Ondanks de grote onzekerheden van dit moment zijn we niet overdreven pessimistisch over de wat langere termijn. Uiteindelijk zijn deze onzekerheden juist de voedingsbodem voor een toenemend risicobewustzijn, ze versterken het effect van de twee belangrijkste ontwikkelingen, namelijk de klimaatverandering en de demografische verschuiving – de belangrijkste redenen van de toenemende vraag naar risicobescherming. Over het geheel genomen verwachten we de komende tien jaar een jaarlijkse groei van +4,8% (leven +4,9%, schade +4,6%). Dit betekent een stijging van het premie-inkomen tussen nu en 2032 met +67%, ofwel EUR 2,8 biljoen, waarvan iets minder dan EUR 1,8 biljoen wordt gegenereerd door het levenbedrijf (+69%) en iets meer dan EUR 1 biljoen door het schadebedrijf (+63%).

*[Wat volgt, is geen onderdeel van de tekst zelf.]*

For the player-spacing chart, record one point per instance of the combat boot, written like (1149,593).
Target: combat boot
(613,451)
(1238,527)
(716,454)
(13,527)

"De pandemie en de oorlog in Oekraïne zijn wake-up-calls voor beter risicobeheer, en nog meer vraag naar bescherming", aldus Ludovic Subran, chief economist bij Allianz. "De sector moet erin slagen zijn economische en sociale relevantie te behouden door innovatieve oplossingen te bieden voor nieuwe en zich ontwikkelende risico's. De vraagstukken van verzekerbaarheid en betaalbaarheid zullen in de komende jaren waarschijnlijk steeds urgenter worden. Dit vereist een niveau van creativiteit en samenwerking met alle belanghebbenden, klanten, risicodragers en beleidsmakers, dat nog verder gaat dan eerdere inspanningen."

[1] Alle cijfers zijn gebaseerd op de wisselkoersen van 2021. Bij het levenbedrijf is zorg niet meegerekend. 

  • West-Europa noteerde een stijging van 3,6% van het totale premie-inkomen (leven 3,8%, schade 3,3%), het totale premie-inkomen was meer dan EUR 1,1 biljoen. Door het effect van de oorlog in Oekraïne daalt de groei naar verwachting naar 2,9% (leven 2,8%, schade 3,1%). Toch wordt ook daarna in Europa een versnelling voorzien, waarbij de gemiddelde groei de komende tien jaar naar verwachting uitkomt op 3,3% (leven 3,3%, overig 3,3%), ruim boven het niveau van het afgelopen decennium (1,6%), dat niet alleen in het teken stond van corona, maar ook van de eurocrisis.
  •  
  • “Beide segmenten profiteren wellicht indirect van de recente crises”, volgens Patricia Pelayo Romero, een van de auteurs van het rapport. “In het levenbedrijf zouden het toegenomen risicobewustzijn in de nasleep van de Covid-19-crisis en het door de inflatie veroorzaakte einde van de nulrente veel spaar- en pensioenproducten weer aantrekkelijker moeten maken. In het schadebedrijf worden de inspanningen om klimaatverandering tegen te gaan opgevoerd, om te beginnen met het CO2-vrij maken van de energievoorziening. Het streven naar energieonafhankelijkheid maakt dat nu nóg belangrijker. Het vraagt om grote investeringen van zowel de private als de publieke sector en zorgt voor een grote behoefte aan risicobescherming, omdat door deze radicale transformatie van onze economie nieuwe risico's ontstaan.”
  • Na een voor de Nederlandse verzekeringsmarkt teleurstellend decennium met overwegend negatieve groeicijfers gingen de jaren 2020 veel rooskleuriger van start: het totale premievolume steeg in 2021 naar schatting met 4,2%, met een sterke groei in beide bedrijven (leven 3,1%, schade 5,3%). Toch lag het nationale premie-inkomen eind 2021 ongeveer een kwart onder het niveau van 2010. Voor 2022 verwachten we een groei van 2,6% (leven 1,8%, schade 3,4%). Over het hele komende decennium zou de gemiddelde groei 3,1% per jaar moeten bedragen (leven 2,7%, schade 3,5%). Dat zou een aanzienlijke omslag betekenen ten opzichte van het afgelopen decennium (-2,7%), aangezien beide segmenten dan weer in een (gematigde) groeicurve terecht zouden moeten komen. Toch blijft Nederland, gemeten naar penetratiegraad (premies als percentage van het bbp), een van de minst 'ontwikkelde' verzekeringsmarkten in de eurozone: alleen in Griekenland ligt de penetratiegraad lager.